TPI,Casablanca,12/11/1985,4104/04
Une décision du Tribunal de Première Instance de Casablanca de 1985 a jugé que l'autorisation du procureur du roi de délivrer un local litigieux à une partie ne constitue pas une décision émanant de l'autorité judiciaire compétente pour trancher le fond du litige.
Points clés
- L'autorisation du procureur du roi pour la délivrance d'un local litigieux n'est pas une décision judiciaire de fond.
- Le procureur du roi n'est pas l'autorité compétente pour statuer sur le fond des litiges civils de propriété.

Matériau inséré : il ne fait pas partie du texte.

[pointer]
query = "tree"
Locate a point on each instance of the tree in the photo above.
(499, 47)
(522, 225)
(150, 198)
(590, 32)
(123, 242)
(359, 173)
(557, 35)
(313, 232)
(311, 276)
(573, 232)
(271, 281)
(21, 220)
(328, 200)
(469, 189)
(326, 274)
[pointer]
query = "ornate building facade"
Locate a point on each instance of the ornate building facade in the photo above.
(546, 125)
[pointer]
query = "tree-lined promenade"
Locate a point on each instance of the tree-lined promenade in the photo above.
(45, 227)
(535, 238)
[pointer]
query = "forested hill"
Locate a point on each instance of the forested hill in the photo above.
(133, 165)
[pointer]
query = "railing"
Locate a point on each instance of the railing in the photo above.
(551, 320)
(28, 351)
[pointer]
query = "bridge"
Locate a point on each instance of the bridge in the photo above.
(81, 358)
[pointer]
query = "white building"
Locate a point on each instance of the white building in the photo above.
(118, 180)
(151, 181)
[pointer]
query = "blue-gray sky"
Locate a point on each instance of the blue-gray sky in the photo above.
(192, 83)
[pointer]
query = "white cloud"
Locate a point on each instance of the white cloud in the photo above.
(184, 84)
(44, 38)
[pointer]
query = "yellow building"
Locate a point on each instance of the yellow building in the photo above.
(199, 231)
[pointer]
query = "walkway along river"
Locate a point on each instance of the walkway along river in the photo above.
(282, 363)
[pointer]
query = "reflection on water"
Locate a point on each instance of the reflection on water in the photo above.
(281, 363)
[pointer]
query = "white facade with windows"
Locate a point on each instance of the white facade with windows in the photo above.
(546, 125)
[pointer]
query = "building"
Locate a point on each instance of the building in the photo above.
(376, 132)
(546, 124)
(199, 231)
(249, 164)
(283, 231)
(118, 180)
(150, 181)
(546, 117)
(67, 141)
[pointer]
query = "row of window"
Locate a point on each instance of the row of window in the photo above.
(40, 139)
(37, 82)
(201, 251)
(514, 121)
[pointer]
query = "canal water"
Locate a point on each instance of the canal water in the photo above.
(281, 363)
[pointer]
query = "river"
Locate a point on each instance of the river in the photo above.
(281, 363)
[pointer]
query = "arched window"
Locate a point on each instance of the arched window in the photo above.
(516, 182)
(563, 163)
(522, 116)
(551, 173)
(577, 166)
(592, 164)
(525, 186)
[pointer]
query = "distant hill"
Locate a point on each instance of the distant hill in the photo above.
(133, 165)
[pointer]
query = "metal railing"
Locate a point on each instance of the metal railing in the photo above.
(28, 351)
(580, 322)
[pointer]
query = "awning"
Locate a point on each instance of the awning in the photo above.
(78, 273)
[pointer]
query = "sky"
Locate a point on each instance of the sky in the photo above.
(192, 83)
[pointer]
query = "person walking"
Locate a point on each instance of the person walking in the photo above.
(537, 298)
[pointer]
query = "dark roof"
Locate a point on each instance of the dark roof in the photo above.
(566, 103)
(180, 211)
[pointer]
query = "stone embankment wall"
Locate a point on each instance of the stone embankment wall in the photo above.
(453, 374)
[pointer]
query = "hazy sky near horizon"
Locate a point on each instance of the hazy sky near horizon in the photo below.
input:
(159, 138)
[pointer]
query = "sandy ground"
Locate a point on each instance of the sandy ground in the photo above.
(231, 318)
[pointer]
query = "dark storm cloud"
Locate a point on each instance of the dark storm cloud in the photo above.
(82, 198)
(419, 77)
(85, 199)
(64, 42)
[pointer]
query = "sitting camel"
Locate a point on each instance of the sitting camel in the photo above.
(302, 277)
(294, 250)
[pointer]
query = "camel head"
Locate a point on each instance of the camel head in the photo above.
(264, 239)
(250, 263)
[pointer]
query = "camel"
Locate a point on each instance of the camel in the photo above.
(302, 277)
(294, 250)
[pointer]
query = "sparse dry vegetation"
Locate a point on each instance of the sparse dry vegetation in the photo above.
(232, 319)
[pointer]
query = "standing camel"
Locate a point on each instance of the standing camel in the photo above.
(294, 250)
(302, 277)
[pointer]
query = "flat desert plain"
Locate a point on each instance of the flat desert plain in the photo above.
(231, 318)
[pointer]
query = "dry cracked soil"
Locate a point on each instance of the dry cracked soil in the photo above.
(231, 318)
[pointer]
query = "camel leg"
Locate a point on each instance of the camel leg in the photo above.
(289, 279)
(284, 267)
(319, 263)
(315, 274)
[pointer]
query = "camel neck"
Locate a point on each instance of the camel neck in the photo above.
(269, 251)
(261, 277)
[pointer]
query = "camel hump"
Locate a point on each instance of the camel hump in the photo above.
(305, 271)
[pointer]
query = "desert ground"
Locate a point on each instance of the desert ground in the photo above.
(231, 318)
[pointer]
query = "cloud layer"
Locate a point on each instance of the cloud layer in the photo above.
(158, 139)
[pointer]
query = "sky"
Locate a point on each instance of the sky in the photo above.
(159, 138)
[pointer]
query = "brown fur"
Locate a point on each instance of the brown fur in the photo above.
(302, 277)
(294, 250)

- Une telle autorisation ne confère pas de droit définitif et ne préjuge pas de la décision finale du juge du fond.
Résumé
Dans un arrêt rendu le 12 novembre 1985, le Tribunal de Première Instance de Casablanca a statué sur la portée juridique d'une autorisation émise par le procureur du roi concernant la délivrance d'un local litigieux. La Cour a clairement établi que cette autorisation, bien que potentiellement utile pour des mesures conservatoires ou d'ordre public, ne peut être assimilée à une décision émanant de l'autorité judiciaire compétente pour trancher le fond du litige de propriété ou de possession. Cela signifie que l'acte du procureur ne confère pas de droit définitif à la partie bénéficiaire et ne préjuge en rien de la décision finale que pourrait rendre un juge du fond sur la propriété ou l'occupation légale du bien. Cette jurisprudence souligne la distinction entre les attributions du ministère public, axées sur l'application de la loi et la défense de l'intérêt général, et celles des juridictions de jugement, seules habilitées à résoudre les litiges civils de manière définitive.
Texte
L'autorisation du procureur du roi de délivrer le local litigieux à l'une des parties, ne constitue pas une décision émanant de l'autorité compétente.